A film as mysterious as its title, "Onmyoji" is director Yojiro Takita's adaptation of a popular Japanese serial novel. The movie is rich with detail, characters and a specific historical context, even if its narrative is incoherent. But its cheap, gauzy veneer and primitive special effects are fun on their own terms.

Set in medieval Japan at the end of the first century, the movie combines various styles for a result that is part ghost story, part samurai action thriller. Also known by its English title, "The Yin-Yang Master," "Onmyoji" refers to the priest-like order that protects the emperor's court from unnatural phenomena.

The two dominant illusionists are Doson (Hiroyuki Sanada) and his skilled protege Seimei (Mansai Nomura). Their assignment is to crush the malevolent demons that lurk outside the forests. Seimei has surpassed his mentor, and the master's subsequent bids for power develop into bitter hatred and vindictiveness.
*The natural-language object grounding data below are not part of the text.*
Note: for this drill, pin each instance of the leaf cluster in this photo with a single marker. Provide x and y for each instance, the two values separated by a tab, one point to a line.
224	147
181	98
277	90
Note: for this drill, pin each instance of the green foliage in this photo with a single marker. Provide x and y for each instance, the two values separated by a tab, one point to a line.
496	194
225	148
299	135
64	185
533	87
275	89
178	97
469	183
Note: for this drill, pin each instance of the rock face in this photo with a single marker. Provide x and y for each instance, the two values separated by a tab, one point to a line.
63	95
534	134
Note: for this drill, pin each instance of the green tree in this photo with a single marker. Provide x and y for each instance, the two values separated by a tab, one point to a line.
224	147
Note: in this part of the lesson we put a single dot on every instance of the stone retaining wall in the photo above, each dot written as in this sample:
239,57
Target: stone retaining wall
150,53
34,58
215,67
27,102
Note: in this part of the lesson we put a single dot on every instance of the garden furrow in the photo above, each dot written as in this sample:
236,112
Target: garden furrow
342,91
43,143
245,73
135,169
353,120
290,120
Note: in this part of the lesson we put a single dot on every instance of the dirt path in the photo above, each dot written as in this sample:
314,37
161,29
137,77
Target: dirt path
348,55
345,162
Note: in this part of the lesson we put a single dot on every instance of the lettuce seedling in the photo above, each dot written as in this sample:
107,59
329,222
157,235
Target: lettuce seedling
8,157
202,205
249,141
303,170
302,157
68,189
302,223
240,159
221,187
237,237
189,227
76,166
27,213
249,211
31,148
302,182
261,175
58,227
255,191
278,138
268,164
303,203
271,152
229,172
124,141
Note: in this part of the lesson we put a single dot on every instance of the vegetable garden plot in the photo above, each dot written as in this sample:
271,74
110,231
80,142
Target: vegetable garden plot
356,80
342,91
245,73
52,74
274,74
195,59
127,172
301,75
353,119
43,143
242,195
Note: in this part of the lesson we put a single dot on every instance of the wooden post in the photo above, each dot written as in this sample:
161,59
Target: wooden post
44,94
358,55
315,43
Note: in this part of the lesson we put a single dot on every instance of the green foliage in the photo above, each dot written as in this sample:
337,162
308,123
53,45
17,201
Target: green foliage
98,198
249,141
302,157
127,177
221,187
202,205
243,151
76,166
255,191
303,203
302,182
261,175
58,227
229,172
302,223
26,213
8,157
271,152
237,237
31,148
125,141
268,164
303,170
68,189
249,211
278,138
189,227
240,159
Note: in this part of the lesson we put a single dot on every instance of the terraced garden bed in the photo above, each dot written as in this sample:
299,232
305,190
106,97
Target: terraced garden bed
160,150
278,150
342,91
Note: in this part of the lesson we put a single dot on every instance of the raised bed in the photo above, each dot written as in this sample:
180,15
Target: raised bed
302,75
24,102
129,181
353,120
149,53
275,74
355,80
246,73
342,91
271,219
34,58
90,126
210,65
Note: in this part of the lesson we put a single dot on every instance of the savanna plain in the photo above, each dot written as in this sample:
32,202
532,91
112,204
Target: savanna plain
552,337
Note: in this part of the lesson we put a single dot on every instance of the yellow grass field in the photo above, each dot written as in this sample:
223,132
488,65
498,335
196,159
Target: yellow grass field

The movie's other significant character, Lady Aone (Kyoko Koizumi), is a flesh-eating immortal who is another court guardian.

Framed against a series of Shakespearean power maneuvers, with two socially prominent families trying to consolidate their rule with the emperor, the proper story kicks in when Doson is overtaken by a nefarious evil spell. It transforms him into a power-mad avenger who seeks dominance over the emperor. It then becomes the responsibility of the skilled and daring Seimei to prevent his aggression.

"Onmyoji" is rarely solemn or dull, and Takita holds its disparate parts together fairly well. It has some perverse moments (in one, Doson pulls an arrow through his forehead and then kills his attacker with the same arrow), and without some familiarity with the period and culture, viewers will likely find it mystifying and impenetrable. What's more, "Onmyoji" never quite launches into pure thrill or excitement. The fantasy never fully takes hold, settling instead for diverting, disposable fun.

"Onmyoji"
Directed by Yojiro Takita, opens Friday at the Water Tower, 157 E. Chestnut St. In Japanese, with English subtitles. MPAA rating: R (violence, adult situations). Running time: 1:56.